B. Imam Hanafi dan Abu Yusuf (murid Imam Hanafi)
Mereka berpendapat bahwa jika wanita itu telah baligh dan berakal, maka ia
mempunyai
hak untuk mengakad nikahkan dirinya sendiri tanpa wali. Selain itu Abu Hanifah
melihat lagi bahwa wali bukanlah syarat dalam akad nikah. Beliau
menganalogikan dimana kalau wanita sudah dewasa, berakal dan cerdas mereka
bebas bertasarruf dalam hukum-hukum mu‟amalat menurut syara‟, maka
dalam akad nikah mereka lebih berhak lagi, karena nikah menyangkut
kepentingan mereka secara langsung. Khususnya kepada wanita (janda)
diberikan hak sepenuhnya mengenai urusan dirinya dan meniadakan campur
tangan orang lain dalam urusan pernikahannya.
Menurut beliau juga, walaupun wali bukan syarat sah nikah, tetapi apabila
wanita melaksanakan akad nikahnya dengan pria yang tidak sekufu dengannnya,
maka wali mempunyai hak I‟tiradh (mencegah perkawinan).
Wali dalam pernikahan diperlukan dan tidak sah suatu pernikahan yang
dilakukan tanpa adanya wali. Oleh karena itu maka seorang wali haruslah
memenuhi syarat-syarat sebagai wali.
Dalam memahami tentang Rukun perkawinan ini ada beberapa buku dan pendapat yang
mengutarakan dan menguraikan dengan susunan yang berbeda tetapi tetap sama
intinya. Pernikahan yang di dalamnya terdapat akad, layaknya akad-akad lain yang
memerlukan adanya persetujuan kedua belah pihak yang mengadakan akad.

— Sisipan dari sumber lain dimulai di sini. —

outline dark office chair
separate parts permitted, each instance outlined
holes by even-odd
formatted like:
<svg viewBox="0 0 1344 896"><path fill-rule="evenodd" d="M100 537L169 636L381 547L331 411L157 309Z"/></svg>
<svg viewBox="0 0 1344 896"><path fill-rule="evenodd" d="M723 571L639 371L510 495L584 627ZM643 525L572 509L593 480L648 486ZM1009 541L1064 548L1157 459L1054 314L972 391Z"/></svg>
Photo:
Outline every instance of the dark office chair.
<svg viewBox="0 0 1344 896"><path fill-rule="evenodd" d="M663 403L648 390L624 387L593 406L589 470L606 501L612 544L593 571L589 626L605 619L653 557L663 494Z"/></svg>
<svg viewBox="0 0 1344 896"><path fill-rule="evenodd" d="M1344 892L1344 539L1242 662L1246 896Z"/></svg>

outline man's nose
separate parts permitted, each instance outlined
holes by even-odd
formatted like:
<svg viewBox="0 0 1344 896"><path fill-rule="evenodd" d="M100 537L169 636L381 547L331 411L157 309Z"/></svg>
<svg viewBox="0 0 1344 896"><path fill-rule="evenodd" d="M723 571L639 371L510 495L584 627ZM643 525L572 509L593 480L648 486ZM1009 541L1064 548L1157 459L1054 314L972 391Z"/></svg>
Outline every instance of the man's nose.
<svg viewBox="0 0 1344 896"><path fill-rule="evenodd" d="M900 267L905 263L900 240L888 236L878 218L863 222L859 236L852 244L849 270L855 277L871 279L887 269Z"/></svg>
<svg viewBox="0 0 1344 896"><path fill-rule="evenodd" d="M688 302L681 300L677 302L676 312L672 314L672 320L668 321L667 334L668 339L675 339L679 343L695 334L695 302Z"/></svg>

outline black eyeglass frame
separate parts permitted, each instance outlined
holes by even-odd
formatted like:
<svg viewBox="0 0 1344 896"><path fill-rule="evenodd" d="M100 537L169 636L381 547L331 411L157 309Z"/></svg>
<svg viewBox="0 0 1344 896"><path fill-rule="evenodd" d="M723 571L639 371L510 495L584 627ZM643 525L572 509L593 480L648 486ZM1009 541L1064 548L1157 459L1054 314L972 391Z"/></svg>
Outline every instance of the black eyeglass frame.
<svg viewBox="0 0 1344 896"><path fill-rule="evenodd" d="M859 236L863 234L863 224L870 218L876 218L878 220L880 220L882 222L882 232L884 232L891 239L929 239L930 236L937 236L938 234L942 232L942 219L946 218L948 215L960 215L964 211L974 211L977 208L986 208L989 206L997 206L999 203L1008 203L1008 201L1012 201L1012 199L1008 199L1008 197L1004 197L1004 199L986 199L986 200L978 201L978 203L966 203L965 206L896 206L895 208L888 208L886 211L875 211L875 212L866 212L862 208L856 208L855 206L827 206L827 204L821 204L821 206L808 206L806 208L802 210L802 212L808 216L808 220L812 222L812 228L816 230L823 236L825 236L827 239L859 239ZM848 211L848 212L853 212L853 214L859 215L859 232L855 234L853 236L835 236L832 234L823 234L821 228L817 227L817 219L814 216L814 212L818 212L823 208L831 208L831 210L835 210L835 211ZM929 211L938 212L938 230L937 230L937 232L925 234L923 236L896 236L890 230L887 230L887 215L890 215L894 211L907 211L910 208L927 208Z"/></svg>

Imam Malik mengatakan bahwa rukun nikah itu ada lima macam, yaitu :
1. Wali dari pihak perempuan,
2. Mahar (maskawin)
3. Calon pengantin laki-laki
4. Calon pengantin perempuan
5. Sighat akad nikah
Imam Syafi‟i berkata bahwa rukun nikah itu ada lima macam, yaitu :
1. Calon pengantin laki-laki,
2. Calon pengantin perempuan,
3. Wali,
4. Dua orang saksi,
5. Sighat akad nikah.
Menurut ulama Hanafiah, rukun nikah itu hanya ijab dan qabul saja ( yaitu akad yang
dilakukan oleh pihak wali perempuan dan calon pengantin laki-laki). Sedangkan
menurut segolongan yang lain rukun nikah itu ada empat, yaitu:
1. Sighat (ijab dan qabul)
2. Calon pengantin perempuan,
3. Calon pengantin laki-laki,
4. Wali dari pihak calon pengantin perempuan.
Pendapat yang mengatakan bahwa rukun nikah itu ada empat, karena calon
pengantin laki-laki dan calon pengantin perempuan digabung menjadi satu rukun.
BAB III
PENUTUP
A. Kesimpulan
Akad nikah mempunyai beberapa rukun dan syarat yang harus dipenuhi. Rukun dan syarat
menentukan hukum suatu perbuatan, terutama yang menyangkut dengan sah atau tidaknya
perbuatan tersebut dari segi hukum. Kedua kata tersebut mengandung arti yang sama dalam hal
bahwa keduanya merupakan sesuatu yang harus diadakan. Dalam pernikahan misalnya, rukun dan
syaratnya tidak boleh tertinggal. Artinya, pernikahan tidak sah bila keduanya tidak ada atau tidak
lengkap. Perbedaan rukun dan syarat adalah kalau rukun itu harus ada dalam satu amalan dan
merupakan bagian yang hakiki dari amalan tersebut. Sementara syarat adalah sesuatu yang harus
ada dalam satu amalan namun ia bukan bagian dari amalan tersebut.